I was supremely bummed when Paddy Considine’s phenomenal film about a down and out friendship between a volatile fuckup and a quiet shop owner with demons of her own garnered no love from the dear old Academy, but it doesn’t change the fact that Tyrannosaur is a must see and one of the finest films of 2011. In fact, I realized after referencing it in my review of Justin Kurzel’s amazing Snowtown that I never reviewed it myself. For shame, BC! Anyway, aside from being confidently and excellently directed by Considine (who still makes me laugh audibly as the mustachioed Detective Andy Wainwright in Hot Fuzz), the film is shatteringly acted by both Peter Mullan and Olivia Colman. Mullan and Colman share a strained yet sincere chemistry with one another that rings truer than any flowery romcom Hollywood can regurgitate onto the silver screen. I know that many of you may diverge from my view with regard to this, but I always find film relationships like this much more affecting and much more believable than all the Noahs and Allies Hollywood can cook up, a sentiment that has found me on the defending end of such statements as “Natural Born Killers is one of the best love stories of our generation,” or “of course Richie and Margot Tenenbaum can love one another!” At the risk of that last statement sounding a bit too Cassavetian- weird, BC. You just referenced The Notebook and pseudo-incest.
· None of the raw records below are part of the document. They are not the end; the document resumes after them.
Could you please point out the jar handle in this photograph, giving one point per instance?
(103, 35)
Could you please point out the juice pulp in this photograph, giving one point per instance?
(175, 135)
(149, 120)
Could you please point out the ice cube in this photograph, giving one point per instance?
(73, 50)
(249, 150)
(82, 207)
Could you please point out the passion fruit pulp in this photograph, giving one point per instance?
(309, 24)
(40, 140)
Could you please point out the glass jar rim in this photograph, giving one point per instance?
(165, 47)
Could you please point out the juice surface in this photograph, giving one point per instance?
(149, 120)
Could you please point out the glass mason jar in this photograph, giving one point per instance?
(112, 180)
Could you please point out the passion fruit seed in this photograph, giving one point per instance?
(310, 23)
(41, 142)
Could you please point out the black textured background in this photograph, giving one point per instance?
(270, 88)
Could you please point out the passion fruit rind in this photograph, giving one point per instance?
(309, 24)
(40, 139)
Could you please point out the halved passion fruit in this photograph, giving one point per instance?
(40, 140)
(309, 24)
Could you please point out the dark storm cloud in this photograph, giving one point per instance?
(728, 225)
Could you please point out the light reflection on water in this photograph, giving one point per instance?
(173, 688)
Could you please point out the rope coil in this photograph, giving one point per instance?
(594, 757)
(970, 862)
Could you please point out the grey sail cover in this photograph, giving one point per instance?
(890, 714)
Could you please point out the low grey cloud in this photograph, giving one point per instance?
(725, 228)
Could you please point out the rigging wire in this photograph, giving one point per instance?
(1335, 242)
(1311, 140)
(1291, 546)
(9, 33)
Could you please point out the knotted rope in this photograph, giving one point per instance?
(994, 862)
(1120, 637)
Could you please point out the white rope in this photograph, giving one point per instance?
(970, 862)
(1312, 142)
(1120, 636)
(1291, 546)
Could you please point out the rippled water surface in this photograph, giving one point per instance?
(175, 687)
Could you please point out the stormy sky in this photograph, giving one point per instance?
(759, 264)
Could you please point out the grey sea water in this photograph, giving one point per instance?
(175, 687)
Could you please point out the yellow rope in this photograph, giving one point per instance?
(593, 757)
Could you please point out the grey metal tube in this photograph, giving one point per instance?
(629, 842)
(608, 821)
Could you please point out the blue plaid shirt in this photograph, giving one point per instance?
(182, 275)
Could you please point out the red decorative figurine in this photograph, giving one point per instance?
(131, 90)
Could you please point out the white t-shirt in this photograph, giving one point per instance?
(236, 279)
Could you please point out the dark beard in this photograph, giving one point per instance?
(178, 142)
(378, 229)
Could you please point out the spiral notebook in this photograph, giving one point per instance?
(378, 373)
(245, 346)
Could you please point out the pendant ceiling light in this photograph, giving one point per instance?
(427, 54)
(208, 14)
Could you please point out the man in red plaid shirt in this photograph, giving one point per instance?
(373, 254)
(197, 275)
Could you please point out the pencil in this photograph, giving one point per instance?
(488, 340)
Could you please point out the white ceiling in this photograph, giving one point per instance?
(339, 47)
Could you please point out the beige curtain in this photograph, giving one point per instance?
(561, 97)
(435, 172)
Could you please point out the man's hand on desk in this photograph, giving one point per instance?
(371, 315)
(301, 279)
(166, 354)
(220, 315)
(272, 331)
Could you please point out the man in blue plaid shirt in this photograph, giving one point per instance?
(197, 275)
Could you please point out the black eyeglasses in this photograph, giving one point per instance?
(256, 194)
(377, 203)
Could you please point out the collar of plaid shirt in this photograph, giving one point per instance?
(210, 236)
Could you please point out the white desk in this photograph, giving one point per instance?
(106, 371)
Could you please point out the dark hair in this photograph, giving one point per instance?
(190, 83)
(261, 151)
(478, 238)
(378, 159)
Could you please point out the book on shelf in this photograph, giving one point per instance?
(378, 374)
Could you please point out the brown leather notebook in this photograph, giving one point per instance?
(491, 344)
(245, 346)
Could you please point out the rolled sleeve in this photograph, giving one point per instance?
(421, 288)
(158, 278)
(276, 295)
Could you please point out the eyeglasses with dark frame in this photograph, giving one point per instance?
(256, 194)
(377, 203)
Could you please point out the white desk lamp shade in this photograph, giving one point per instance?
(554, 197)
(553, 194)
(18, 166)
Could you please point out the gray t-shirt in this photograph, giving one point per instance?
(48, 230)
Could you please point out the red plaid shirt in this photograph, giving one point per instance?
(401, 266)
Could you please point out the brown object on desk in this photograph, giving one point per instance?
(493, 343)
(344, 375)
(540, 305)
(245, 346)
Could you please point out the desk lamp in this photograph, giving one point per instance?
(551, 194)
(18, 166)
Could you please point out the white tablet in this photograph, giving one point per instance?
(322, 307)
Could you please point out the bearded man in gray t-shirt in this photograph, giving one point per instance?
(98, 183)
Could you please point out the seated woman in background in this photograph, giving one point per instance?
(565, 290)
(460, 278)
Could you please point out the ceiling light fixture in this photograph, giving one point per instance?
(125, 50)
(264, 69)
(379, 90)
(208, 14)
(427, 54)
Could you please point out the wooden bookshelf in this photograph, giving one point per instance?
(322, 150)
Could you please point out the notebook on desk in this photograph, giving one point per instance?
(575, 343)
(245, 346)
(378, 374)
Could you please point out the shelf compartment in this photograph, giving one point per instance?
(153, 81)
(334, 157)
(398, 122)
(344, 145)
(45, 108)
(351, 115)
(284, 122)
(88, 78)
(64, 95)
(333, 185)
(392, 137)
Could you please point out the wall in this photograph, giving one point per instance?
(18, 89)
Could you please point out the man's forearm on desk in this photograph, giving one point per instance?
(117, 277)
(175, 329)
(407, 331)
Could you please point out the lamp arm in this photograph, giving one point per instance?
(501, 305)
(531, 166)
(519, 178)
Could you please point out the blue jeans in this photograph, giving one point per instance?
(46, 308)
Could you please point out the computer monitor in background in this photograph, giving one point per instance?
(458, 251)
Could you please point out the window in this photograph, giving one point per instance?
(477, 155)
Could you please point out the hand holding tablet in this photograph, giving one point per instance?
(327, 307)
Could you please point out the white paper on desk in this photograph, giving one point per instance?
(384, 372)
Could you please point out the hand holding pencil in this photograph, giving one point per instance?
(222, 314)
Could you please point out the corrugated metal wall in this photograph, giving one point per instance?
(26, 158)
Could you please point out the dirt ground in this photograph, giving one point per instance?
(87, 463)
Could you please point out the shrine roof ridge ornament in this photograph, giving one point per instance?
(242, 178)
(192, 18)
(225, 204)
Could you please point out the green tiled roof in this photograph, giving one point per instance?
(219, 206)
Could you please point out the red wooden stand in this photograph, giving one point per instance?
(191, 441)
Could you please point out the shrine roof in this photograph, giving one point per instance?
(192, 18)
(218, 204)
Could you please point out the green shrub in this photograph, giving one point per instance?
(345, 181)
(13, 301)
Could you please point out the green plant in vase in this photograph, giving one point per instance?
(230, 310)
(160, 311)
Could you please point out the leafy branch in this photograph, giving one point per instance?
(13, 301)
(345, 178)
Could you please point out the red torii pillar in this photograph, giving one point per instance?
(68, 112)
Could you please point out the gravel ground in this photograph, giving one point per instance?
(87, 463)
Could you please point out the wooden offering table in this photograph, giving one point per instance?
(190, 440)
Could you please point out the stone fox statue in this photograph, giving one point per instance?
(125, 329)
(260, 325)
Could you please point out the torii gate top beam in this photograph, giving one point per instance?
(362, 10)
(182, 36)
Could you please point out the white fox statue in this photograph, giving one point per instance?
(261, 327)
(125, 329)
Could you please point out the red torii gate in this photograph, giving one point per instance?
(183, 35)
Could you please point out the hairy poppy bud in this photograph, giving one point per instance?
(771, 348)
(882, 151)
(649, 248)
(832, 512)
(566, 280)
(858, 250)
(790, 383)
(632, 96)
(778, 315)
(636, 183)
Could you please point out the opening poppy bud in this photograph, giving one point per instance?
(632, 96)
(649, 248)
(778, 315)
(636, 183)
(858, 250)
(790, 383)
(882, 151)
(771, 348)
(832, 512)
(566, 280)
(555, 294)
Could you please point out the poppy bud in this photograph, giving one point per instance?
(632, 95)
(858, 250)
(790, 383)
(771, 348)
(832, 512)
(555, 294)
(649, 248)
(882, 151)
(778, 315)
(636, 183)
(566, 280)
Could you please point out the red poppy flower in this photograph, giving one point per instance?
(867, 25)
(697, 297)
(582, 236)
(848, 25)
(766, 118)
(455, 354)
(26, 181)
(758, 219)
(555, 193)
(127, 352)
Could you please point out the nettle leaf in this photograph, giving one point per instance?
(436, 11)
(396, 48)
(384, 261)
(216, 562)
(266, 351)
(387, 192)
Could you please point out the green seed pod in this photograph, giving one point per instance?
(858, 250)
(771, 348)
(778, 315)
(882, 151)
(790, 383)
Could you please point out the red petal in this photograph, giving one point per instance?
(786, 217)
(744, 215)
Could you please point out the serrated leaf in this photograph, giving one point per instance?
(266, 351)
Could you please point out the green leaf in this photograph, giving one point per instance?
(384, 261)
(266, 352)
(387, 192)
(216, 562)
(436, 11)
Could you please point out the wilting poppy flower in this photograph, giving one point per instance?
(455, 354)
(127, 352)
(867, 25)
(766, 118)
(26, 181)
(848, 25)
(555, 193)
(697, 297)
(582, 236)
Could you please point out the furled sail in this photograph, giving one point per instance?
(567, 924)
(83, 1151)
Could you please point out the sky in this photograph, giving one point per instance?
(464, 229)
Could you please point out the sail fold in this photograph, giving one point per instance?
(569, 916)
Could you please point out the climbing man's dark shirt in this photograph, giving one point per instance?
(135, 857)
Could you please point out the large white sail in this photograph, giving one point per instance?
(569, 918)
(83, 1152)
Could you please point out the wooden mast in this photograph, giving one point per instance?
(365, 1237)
To which Nick Cassavetes blunder are you referring? (Touché, good reader)- thusly I shall return to the point: relationships and romance like the one found in films like Tyrannosaur speak to me in more profound ways than the more generic, traditionally desired type. And Mullan’s talent is staggering as he explodes and implodes as Joe, a full time loser with a miniscule fuse. It is only through the quiet, timid efforts of the equally damaged Hannah (a superbly heart breaking Olivia Colman) that the two begin to find something that resembles hopefulness. The film tips over the edge in Bellflower-esque fashion at times, but the sum of its parts is a tough yet wonderful film, a definite contender on anyone’s “must see” lists.